Ghost or Orphaned Processes Remain Running
The FL4Health library relies on the communication layer provided by Flower in order to orchestrate information
exchange between the server and client processes. While this process is generally robust, it can run aground in
certain scenarios. If FL concludes cleanly, the server and client processes will be shutdown automatically. We also
have functionality that can be used to terminate such processes when the server receives an exceptions or multiple
exceptions from participating clients if accept_failures=False
for the server class.
However, in certain scenarios, such as (ctrl+c) stopping a process or a failure before clients have registered to the
server, processes may be left running in the background. This is especially true if you're launching processes with
nohup
, as is done in the examples/utils/run_fl_local.sh
script. Because these orphaned processes will still be
listening on the local IP and a specified port, they can interfere with communication of new processes that
you start with the same IP and port specifications.

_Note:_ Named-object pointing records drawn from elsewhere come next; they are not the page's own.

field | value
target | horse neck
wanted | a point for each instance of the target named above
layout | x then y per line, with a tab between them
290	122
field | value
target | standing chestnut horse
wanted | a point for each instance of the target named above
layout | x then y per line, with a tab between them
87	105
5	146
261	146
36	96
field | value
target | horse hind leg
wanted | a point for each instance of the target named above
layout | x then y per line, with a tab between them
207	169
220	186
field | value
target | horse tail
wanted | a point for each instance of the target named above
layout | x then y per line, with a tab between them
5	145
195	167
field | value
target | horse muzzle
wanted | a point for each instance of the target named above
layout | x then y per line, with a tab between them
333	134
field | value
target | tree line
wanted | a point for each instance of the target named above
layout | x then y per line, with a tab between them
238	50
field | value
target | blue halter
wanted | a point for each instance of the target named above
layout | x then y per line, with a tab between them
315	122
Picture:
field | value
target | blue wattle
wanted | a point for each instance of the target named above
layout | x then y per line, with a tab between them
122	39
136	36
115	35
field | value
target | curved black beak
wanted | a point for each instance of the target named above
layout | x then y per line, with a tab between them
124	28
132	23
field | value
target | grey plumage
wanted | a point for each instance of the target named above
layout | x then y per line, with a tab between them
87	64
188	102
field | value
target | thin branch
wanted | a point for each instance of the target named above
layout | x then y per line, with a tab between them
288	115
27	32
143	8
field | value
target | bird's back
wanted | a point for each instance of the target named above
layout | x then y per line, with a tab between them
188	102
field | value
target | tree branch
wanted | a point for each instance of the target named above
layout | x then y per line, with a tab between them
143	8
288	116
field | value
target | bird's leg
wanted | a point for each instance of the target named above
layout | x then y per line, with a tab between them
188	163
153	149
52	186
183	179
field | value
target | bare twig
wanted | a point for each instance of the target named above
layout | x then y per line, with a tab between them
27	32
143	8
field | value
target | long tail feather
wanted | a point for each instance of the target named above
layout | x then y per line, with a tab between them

To alleviate this, you need to terminate these running processes before starting any new runs. The easiest way to do
this is through top/htop
via the terminal on Mac/Linux machines. An analogous process should be followed on windows
machines to shut such processes down.
Scary Warnings On Startup
On starting up the server and client processes, sometimes various warnings that look a bit scary front the log files. An example of one of these warnings appears below when running locally on CPU.
2024-11-29 08:54:04.123569: I tensorflow/core/platform/cpu_feature_guard.cc:182] This TensorFlow binary is optimized
to use available CPU instructions in performance-critical operations.
To enable the following instructions: AVX2 FMA, in other operations, rebuild TensorFlow with the appropriate compiler
flags.
/usr/local/anaconda3/envs/fl4health/lib/python3.10/site-packages/threadpoolctl.py:1214: RuntimeWarning:
Found Intel OpenMP ('libiomp') and LLVM OpenMP ('libomp') loaded at
the same time. Both libraries are known to be incompatible and this
can cause random crashes or deadlocks on Linux when loaded in the
same Python program.
Using threadpoolctl may cause crashes or deadlocks. For more
information and possible workarounds, please see
https://github.com/joblib/threadpoolctl/blob/master/multiple_openmp.md
While the above warnings might appear problematic, they are often harmless and pop out from various libraries leveraged under the hood to warn users of issues that might arise under certain conditions or provide them a chance to install pieces of software. For example, the first output is saying that performance on the CPU could be improved with the right tensorflow compilation. However, it isn't necessary to run the code properly.